TTIP: Some important controls could be taken away from you if new EU and US partnership is agreed
If the Government came to you tomorrow and asked you to sign away the right to prevent corporations from contaminating your water supplies, would you agree?
If they asked you to sign a form allowing companies to sue the government for stopping them selling untested drugs, would you give them the go-ahead? How about letting a company overturn our health regulations? Or letting companies rather than elected representatives, decide what health-warnings go on cigarette packs? No? Well, that may be why they haven’t asked you.
In effect this is what could happen if the Transatlantic Trade Investment Partnership (TTIP) is agreed between the EU and the US in behind closed doors negotiations. Were it not for the Greens in the European Parliament leaking secret documents relating to TTIP we would effectively know nothing about it.
It is billed as a boring old trade agreement between the US and Europe, merely a mechanism for removing regulatory differences between the two trading partners. Campaigners claim it is a slow-burn disaster for our democracy, a secretive sweetheart deal, between US and European technocrats and multi-national corporations, of Faustian proportions.
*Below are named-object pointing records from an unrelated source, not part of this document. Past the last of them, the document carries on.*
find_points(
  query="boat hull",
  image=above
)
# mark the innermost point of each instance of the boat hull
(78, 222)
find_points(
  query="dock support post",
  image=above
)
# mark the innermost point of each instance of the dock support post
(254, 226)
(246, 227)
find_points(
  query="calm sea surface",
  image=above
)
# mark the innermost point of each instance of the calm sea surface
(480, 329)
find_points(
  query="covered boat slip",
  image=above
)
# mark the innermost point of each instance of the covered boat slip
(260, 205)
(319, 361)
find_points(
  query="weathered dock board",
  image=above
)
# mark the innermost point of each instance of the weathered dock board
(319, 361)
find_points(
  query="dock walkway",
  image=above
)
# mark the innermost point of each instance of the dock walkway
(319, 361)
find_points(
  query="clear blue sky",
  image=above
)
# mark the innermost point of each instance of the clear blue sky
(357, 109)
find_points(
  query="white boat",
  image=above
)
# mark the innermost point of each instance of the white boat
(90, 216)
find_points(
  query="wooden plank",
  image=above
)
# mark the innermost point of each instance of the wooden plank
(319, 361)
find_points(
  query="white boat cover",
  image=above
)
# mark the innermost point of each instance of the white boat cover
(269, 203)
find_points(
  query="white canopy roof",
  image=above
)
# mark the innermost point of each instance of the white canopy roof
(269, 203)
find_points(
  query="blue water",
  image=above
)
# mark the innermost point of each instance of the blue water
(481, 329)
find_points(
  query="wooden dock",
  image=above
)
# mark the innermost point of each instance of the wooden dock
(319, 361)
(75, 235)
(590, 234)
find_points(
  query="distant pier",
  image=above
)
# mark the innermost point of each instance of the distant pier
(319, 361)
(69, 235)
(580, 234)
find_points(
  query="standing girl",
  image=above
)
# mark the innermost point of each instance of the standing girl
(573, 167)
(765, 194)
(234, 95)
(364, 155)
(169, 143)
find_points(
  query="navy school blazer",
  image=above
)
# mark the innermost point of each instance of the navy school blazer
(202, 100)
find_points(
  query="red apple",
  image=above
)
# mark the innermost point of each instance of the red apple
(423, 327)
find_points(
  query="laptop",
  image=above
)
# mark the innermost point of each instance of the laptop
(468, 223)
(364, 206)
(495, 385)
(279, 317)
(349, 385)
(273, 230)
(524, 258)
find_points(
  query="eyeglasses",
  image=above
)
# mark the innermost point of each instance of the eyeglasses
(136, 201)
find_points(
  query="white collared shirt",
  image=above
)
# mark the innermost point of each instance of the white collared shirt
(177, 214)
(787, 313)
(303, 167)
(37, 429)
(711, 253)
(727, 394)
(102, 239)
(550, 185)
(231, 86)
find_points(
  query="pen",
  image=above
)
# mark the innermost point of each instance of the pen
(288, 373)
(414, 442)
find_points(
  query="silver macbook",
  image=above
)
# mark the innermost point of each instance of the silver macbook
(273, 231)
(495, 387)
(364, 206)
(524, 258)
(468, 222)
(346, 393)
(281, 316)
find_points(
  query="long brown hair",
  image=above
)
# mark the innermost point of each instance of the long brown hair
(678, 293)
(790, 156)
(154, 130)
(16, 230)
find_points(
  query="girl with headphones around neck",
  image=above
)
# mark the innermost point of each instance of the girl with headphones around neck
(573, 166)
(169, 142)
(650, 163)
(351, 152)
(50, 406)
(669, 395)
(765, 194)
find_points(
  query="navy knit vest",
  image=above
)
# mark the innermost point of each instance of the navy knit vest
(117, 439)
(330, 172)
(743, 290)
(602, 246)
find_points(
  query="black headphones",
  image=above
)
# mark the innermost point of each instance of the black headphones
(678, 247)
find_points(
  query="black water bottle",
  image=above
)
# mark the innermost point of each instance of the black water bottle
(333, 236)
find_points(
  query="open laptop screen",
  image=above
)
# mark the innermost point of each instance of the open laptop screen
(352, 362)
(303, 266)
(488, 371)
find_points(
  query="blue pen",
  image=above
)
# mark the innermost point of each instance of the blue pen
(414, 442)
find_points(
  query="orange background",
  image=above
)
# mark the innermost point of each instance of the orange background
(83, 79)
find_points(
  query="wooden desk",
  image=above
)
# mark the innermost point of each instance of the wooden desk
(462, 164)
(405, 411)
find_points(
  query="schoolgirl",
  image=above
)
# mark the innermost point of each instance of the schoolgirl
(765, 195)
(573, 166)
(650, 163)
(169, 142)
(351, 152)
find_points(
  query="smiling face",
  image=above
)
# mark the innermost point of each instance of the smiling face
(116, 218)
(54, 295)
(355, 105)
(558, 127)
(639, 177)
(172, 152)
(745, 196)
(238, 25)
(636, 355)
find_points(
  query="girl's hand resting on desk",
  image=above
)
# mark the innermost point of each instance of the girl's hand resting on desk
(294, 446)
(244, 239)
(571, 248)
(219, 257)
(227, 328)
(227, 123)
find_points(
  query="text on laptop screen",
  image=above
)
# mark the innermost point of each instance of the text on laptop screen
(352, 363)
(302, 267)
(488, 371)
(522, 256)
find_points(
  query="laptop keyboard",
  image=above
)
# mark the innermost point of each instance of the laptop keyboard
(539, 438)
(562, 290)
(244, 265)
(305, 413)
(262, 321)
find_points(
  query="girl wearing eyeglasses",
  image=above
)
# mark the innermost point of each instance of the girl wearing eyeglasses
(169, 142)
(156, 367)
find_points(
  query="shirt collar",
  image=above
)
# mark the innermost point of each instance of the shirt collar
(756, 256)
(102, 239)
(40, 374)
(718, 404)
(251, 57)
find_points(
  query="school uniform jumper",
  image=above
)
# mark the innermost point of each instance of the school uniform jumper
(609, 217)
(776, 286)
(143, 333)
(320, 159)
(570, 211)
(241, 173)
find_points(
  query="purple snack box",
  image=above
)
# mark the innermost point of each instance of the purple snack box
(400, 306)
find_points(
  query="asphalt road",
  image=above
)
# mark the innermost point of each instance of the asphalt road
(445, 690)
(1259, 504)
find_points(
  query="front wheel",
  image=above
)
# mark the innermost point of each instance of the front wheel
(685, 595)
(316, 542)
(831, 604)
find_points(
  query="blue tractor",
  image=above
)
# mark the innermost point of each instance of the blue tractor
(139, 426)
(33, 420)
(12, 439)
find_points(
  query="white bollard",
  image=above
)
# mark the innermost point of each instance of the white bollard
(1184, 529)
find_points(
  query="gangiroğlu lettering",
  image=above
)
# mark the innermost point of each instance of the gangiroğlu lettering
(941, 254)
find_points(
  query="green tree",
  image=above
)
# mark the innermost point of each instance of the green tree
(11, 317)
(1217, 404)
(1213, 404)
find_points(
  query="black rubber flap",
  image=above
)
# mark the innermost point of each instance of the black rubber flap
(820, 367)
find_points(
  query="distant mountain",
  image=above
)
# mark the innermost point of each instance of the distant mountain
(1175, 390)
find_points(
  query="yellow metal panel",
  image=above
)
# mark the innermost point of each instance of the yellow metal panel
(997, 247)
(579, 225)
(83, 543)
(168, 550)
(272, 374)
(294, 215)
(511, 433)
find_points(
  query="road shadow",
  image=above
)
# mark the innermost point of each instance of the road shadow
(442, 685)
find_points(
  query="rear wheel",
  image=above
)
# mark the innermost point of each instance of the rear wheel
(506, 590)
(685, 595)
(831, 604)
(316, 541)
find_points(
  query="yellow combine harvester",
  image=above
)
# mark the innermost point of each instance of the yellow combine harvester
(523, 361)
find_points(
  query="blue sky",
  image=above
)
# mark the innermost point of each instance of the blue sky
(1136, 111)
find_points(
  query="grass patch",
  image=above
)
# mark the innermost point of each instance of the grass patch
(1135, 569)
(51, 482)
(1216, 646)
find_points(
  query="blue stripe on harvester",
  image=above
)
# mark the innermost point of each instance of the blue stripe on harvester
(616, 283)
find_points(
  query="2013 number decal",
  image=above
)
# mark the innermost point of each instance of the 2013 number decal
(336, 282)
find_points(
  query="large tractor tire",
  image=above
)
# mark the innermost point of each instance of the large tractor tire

We supposedly get to enjoy the fruits of free trade – higher profits and allegedly higher GDP growth – and the corporations? They get to sue governments if they don’t like the law of the land.
The supporters may or may not be right about the benefits: there’s a lot to be said for well-regulated trade. But the whole point of TTIP is to let corporations decide what constitutes good regulation. The old phrase about putting foxes in charge of chicken coops springs to mind.
The greatest threat posed by TTIP is the ‘Investor-State Dispute Settlement’ (ISDS) mechanism, under which large trans-national corporations are given an equivalent legal status to nation states. If this deal goes through, any regulatory barriers that restrict large corporations from boosting profits run the risk of being overturned in court.
TTIP poses a threat to regulations that protect our privacy, the environment, food safety and the economy, as well as posing a threat to public services such as health, education and water.
One possible outcome is that NHS services would have to be opened up to private tender. This could lead to the complete privatisation of the NHS with the UK government left powerless to stop it.
TTIP could also have a devastating impact on employment. The North American Free Trade Agreement (NAFTA) of 1994 caused the net loss of over one million US jobs and a significant decline in the wages of workers, with a loss of jobs in trade, goods and services as well as an intended undermining of trade unions.
Green MP Caroline Lucas tabled an Early Day Motion in Parliament in November to raise her concerns about a deal that the other UK parties seem quite happy to support.
Given that the negotiations have been taking place out of the public eye, we need our MPs and MEPs to ensure there is democratic oversight before the deal is signed sealed and delivered.
Saturday October 11 has been declared a Day of Action by the #noTTIP group.
Perhaps a place to start would be to ask your MP and MEPs what they know about TTIP and more importantly, what are they doing about it?